Today, U.S. consumer sentiment is nearly as low as it was during the Great Recession in 2009, when coupon use soared. Yet the number of coupons used over the past year is even lower than it was in 1965. So economic concerns and stretched grocery budgets aren’t corresponding with increased coupon usage like they used to.
Those are some of the takeaways from Inmar Intelligence’s latest look at coupon statistics from the past year. While it’s found that inflation-wary shoppers are becoming more interested in using coupons, the number of coupons both offered and redeemed is continuing a years-long decline.
Inmar calculated that 177 billion coupons were offered last year, down 12% from the previous year. And coupon redemption dipped below the one-billion mark for the first time in nearly 60 years. While an earlier report by Vericast estimated the total number of coupons redeemed to be 865 million, Inmar’s number was 970 million – quite a difference, but still enough by Inmar’s calculations to be down 7% from the previous year.
While Vericast analyzed the reasons for the slump, including an ongoing decline in newspaper circulation and recent supply chain disruptions, Inmar chose to focus on the positive – consumers say they still want coupons, and are ready to use them, if they can help save money on what they want and need to buy.
While newspaper coupon inserts are still the source of nearly 90% of all coupons distributed, shoppers who don’t buy the newspaper regularly anymore aren’t using insert coupons as often.
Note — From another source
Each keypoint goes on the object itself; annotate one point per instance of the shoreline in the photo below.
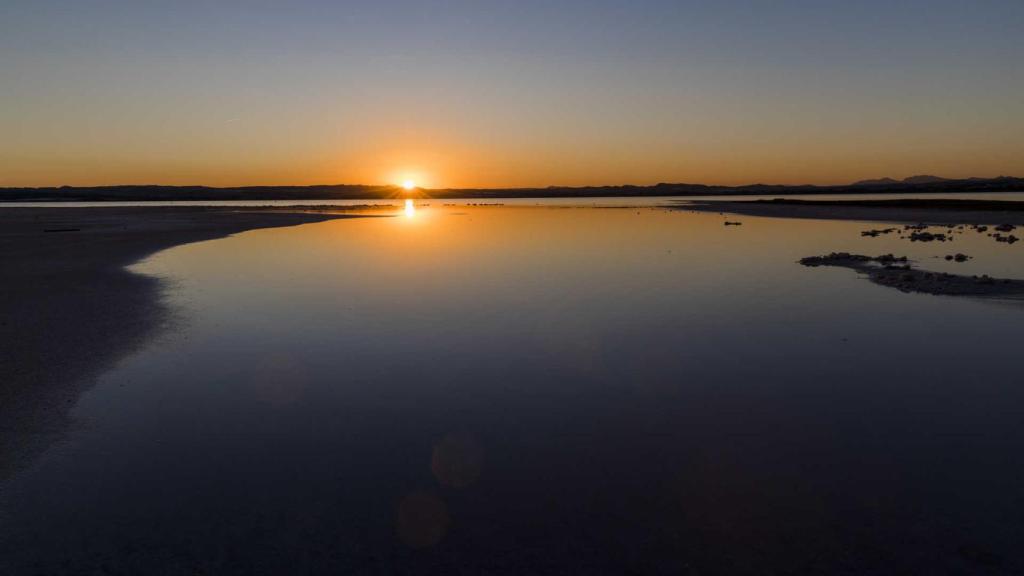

They’re turning to digital coupons, which are now the number-one coupon redemption method, representing a third of all coupons redeemed. 67% of the shoppers surveyed by Inmar said they used digital grocery coupons last year.
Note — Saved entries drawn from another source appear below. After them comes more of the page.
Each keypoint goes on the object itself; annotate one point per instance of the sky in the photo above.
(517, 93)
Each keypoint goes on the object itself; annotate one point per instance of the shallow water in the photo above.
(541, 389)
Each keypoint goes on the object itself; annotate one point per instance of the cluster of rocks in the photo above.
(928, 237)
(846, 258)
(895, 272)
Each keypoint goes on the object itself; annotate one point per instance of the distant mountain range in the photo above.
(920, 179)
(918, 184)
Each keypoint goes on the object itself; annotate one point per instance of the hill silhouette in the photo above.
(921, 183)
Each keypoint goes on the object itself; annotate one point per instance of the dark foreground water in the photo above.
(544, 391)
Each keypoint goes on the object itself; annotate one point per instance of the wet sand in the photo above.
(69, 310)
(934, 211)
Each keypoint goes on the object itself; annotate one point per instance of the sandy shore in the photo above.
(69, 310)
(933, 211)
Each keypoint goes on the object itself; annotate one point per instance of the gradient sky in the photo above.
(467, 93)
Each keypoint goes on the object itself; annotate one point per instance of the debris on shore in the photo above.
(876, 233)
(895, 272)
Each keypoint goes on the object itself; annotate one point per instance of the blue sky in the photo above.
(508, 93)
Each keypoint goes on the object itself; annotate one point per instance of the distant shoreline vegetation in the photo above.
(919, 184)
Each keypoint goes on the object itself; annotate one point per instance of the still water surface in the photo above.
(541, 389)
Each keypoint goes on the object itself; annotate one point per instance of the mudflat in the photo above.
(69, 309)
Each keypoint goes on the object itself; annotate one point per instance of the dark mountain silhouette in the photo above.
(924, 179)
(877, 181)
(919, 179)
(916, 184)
But 64% also said they used paper coupons last year. And only 16% said digital load-to-card coupons were their preferred method of receiving and redeeming coupons. While paper preferences were scattered among various formats, including insert coupons, mailed coupons and different forms of in-store coupons, the vast majority of shoppers still preferred some type of paper coupon. Even among tech-savvy millennials, 82% of whom said they used digital coupons last year, 72% of them said they used paper coupons as well.
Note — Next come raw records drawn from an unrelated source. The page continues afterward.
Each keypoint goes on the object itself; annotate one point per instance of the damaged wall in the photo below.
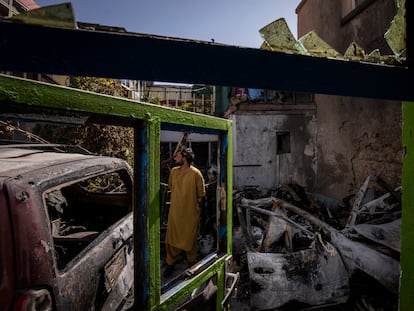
(256, 158)
(356, 137)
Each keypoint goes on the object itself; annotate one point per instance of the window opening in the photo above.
(80, 212)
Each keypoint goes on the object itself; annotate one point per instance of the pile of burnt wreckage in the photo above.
(301, 251)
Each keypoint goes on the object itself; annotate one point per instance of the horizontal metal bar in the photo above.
(41, 49)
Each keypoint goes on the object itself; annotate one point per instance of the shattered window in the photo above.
(80, 212)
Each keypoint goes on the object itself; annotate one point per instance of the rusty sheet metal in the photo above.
(314, 276)
(388, 234)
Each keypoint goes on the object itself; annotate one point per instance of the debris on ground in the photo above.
(296, 250)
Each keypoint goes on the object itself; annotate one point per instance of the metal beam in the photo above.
(153, 58)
So digital coupon use is growing rapidly, but only a small minority of shoppers actually prefer the format. Newspapers remain the primary distribution method for coupons, but far fewer people are even getting the newspaper anymore. And among those who do, many are turned off by the fact that the number of coupons for food items – the most popular type of coupons – slumped a further 26% last year, as nonfood items like household supplies and personal care products made up an ever-greater percentage of all coupons distributed.
Declining coupon use, then, could be attributed to the fact that shoppers simply don’t like what they’re being offered, or how it’s being offered. It’s not that shoppers don’t like coupons anymore – because they’re telling Inmar that they do.
78% of those surveyed say coupons are important to them because of inflation and rising prices, 75% use coupons to help determine what goes on their shopping list, and 67% said coupons changed their shopping behavior – either by encouraging them to buy a new product, a new brand or a brand they had purchased before. 26% of shoppers said they’re now using coupons more often than they used to.
So you could say the coupon industry, and coupon users, are still in a state of transition, in which the coupons being offered and the coupons that shoppers want still aren’t quite aligning. Shoppers are using more digital coupons, but many are apparently doing so somewhat grudgingly. Paper coupons are still popular, but declining newspaper circulation shows that more shoppers are turning away from the primary paper coupon distribution method. Shoppers say they want coupons for items they can buy to feed their families, yet nonfood coupons now make up more than 80% of all coupons distributed. We’re using fewer coupons than our grandparents did, yet the vast majority of us say we want to use more.
Now that shoppers are really feeling the pinch of higher prices, and brands risk losing sales to lower-cost store brand products, could this be the year that coupon use finally perks up? Much of it will depend on whether brands start offering more coupons that shoppers actually want to use, in the formats they prefer. And then, we just might start couponing like it’s 1965 again.
So frustrating. I just cancelled my Sunday newspaper because I just can’t justify the cost of delivery and tip with the small amount of coupons I am getting, which by the way, are extremely short dated and not many food product coupons. I wish the companies would wake up and get back to paper coupons for food and instead of putting out $1 off 3, how about make it off one but just give a smaller amount off. As empty nesters, buying 3 to save a dollar just isn’t worth it and so I am swayed toward store brand. I prefer paper coupons because my grocery store does not take digital; it’s strictly paper only.